Feature:DefaultDescribeResult

From SPARQL Working Group
Revision as of 12:59, 17 April 2009 by Aseaborne (Talk | contribs)

(diff) ← Older revision | Latest revision (diff) | Newer revision → (diff)
Jump to: navigation, search


Feature: Default DESCRIBE Query Result

Feature description

Currently it is left undefined as to how a SPARQL processor should generate the results of a DESCRIBE query. There are several possible algorithms that might be applied, and these are useful in different contexts. However, for interoperability and for DESCRIBE queries to be more useful, there should be a default algorithm that should be implemented.

This default result should be created based on the idea that one uses DESCRIBEs to say "give me all you know about </foo>".

Example

Considering this simple query:


DESCRIBE ?x WHERE {
  ?x a foaf:Person.
}

With this in mind, it may interesting to return

<#me> a foaf:Person ;
      foaf:name "Kjetil Kjernsmo" ;
      bio:olb "RDF Geek"@en ;
      foaf:knows <#otherdude> .
foaf:name rdfs:label "Name"@en .
foaf:knows rdfs:label "knows"@en .
bio:olb rdfs:label "Short biography"@en .

This would be sufficient to create a human-readable presentation of my data.


Existing Implementation(s)

Various algorithms are implemented. Typically, implementations take all properties and objects of the subject to be described as well as blank nodes. See also the CDB submission and Feature:ControlOfDescribeQueries.
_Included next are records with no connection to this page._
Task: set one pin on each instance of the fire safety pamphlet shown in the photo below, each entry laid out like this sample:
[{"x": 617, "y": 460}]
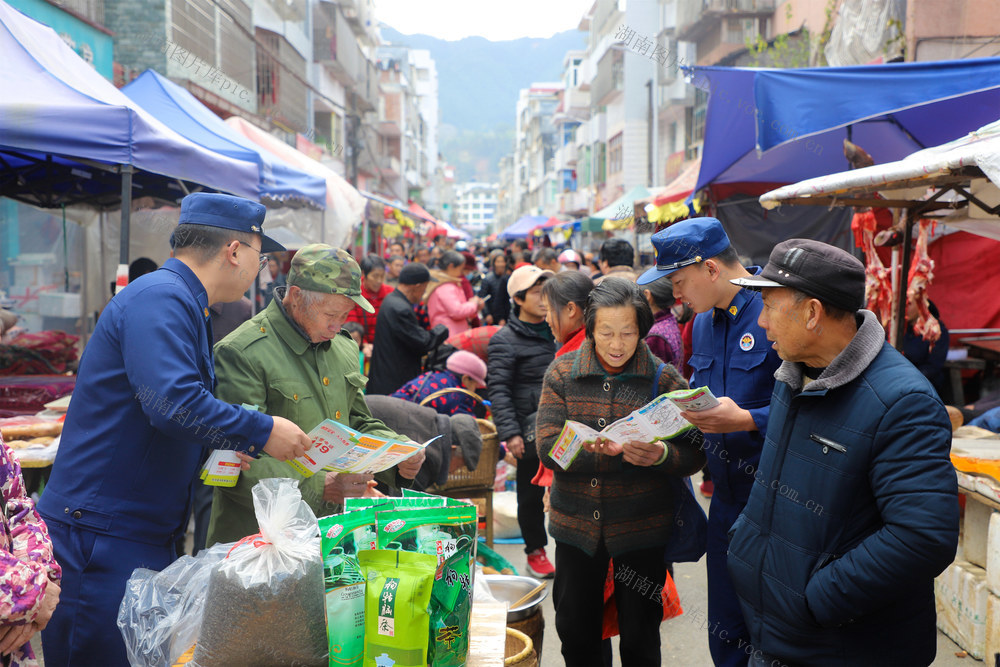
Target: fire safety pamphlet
[
  {"x": 658, "y": 420},
  {"x": 340, "y": 448}
]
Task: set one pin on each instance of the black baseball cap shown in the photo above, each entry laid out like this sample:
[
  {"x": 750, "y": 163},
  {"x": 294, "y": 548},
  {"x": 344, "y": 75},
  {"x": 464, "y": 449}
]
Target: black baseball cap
[{"x": 834, "y": 276}]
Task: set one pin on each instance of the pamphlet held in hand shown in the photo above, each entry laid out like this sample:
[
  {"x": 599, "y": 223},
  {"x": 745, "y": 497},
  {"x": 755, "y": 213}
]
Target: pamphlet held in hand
[
  {"x": 223, "y": 465},
  {"x": 658, "y": 420},
  {"x": 693, "y": 400},
  {"x": 340, "y": 448}
]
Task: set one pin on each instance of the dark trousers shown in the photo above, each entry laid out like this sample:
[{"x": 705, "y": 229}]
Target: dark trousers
[
  {"x": 727, "y": 633},
  {"x": 530, "y": 505},
  {"x": 579, "y": 601},
  {"x": 84, "y": 628}
]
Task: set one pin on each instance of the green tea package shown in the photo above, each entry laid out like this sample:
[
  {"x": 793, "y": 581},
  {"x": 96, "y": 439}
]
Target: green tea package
[
  {"x": 445, "y": 500},
  {"x": 342, "y": 536},
  {"x": 393, "y": 502},
  {"x": 449, "y": 534},
  {"x": 397, "y": 595}
]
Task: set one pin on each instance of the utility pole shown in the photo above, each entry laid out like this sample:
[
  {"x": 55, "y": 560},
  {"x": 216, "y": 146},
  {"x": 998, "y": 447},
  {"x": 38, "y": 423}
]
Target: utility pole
[{"x": 353, "y": 145}]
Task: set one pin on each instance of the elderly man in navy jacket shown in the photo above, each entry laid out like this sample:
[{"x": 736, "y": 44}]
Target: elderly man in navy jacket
[
  {"x": 143, "y": 420},
  {"x": 854, "y": 509}
]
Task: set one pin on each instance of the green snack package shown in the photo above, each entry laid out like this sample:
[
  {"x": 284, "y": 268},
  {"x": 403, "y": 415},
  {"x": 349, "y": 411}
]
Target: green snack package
[
  {"x": 393, "y": 502},
  {"x": 342, "y": 536},
  {"x": 444, "y": 500},
  {"x": 448, "y": 533},
  {"x": 397, "y": 594}
]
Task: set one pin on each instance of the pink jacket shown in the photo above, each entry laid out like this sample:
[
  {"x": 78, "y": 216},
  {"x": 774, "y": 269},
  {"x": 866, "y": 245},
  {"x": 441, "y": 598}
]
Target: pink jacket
[
  {"x": 26, "y": 561},
  {"x": 447, "y": 305}
]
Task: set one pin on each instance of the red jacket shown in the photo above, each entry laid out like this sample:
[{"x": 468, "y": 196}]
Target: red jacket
[{"x": 365, "y": 319}]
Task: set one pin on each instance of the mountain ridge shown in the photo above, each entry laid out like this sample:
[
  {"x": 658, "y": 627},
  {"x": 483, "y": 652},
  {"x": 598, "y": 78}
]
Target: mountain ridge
[{"x": 478, "y": 85}]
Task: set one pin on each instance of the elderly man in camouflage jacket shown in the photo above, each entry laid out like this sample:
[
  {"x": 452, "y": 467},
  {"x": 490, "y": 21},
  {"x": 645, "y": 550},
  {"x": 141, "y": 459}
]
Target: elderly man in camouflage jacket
[{"x": 293, "y": 360}]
Existing Specification / Documentation

Compatibility

DESCRIBE is not normatively defined in SPARQL 1.0, which is part of the problem.

Links to postponed Issues

[1]


Related Features

Feature:ControlOfDescribeQueries is somewhat related, but is not needed, as the query author need not be able to influence it.

Feature:BlankNodeRefs

Champions

User:KjetilK, Computas AS. This suggestion is based on extensive implementation experience with the Sublima system. See also Working Group email from Kjetil.

Use cases

I'm a frequent user of a price comparison site with quite advanced search options. For an example, consider this page that can be used to search for CPUs at the Norwegian Hardware.no site.

However, it isn't quite there, as there are a number of properties that will influence the choice of other components in the system, and just a few characteristics I actually care about.

Thus, I'd like to find a CPU, motherboard and RAM by using a query like this:

DESCRIBE ?cpu ?mobo ?ram WHERE {
  ?cpu 	a <64-bit-CPU> ;
	ex:freq ?freq ;
       	ex:cores ?cores ;
       	ex:TTP ?power ;
       	ex:FSB ?cpufsb ;
	ex:socket ?socket ;
  FILTER (?freq > 2500) 
  FILTER (?cores >= 2)
  FILTER (?power <= 65)
  ?mobo a <ATXformatMobo> ;
  	ex:socket ?socket ;
   	ex:FSB ?mobofsb ;
	ex:ramtype <DDR3RAM> ;
	ex:ramslots 4 ;
	ex:minramcapacity ?ramcap ;
	ex:soundcard true ;
	ex:network true ;
	ex:IEEE1394 true ;
	ex:PCIslots ?pci .
  FILTER (?mobofsb >= ?cpufsb)
  FILTER (?ramcap >= 12)
  FILTER (?pci > 2)
  ?ram	a <DDR3RAM> ;
	ex:FSB ?ramfsb ;
	ex:amount 4096 .
  FILTER (?ramfsb = ?cpufsb)
}

Allthough this is a long query, it is not difficult to imagine something like this being generated by the interface at Hardware.no. Now, it is not difficult how this could be made even more interesting, by using linked data concepts, the information about RAID controllers, which many motherboard claim to have, could be augmented with data from a RAID FAQ which has data not provided by manufacturers. Data on e.g. linux compatibility could also be added by linking to third party endpoints. This is truly the power of linked data, and something that is not possible in today's web.

So, now that the use case is clear, what data would one expect from the endpoint? I would expect to get all the information that is needed to build a sensible user interface with the data retrieved in this query. I therefore think that the query should return not only triples containing ?cpu, ?mobo and ?ram as subjects. It should also return, if available certain triples that would aid the user in understanding the result, e.g. the triple

ex:TTP rdfs:label "Typical Thermal Power"@en .

is something that most users will need to understand the result. If they are not present, the user will need to launch more queries to make the original query useful. This is just one example, but I think some effort should be put into thinking about how to make DESCRIBE queries most useful.

There is some heterogenity about the information available for each of the components, thus a SELECT or CONSTRUCT query would be much more complex as many more variables would have to be listed. This is a very good case for using DESCRIBEs in general, and an interesting use case to figure out what DESCRIBEs should be good for. --KjetilK 22:38, 22 March 2009 (UTC)

References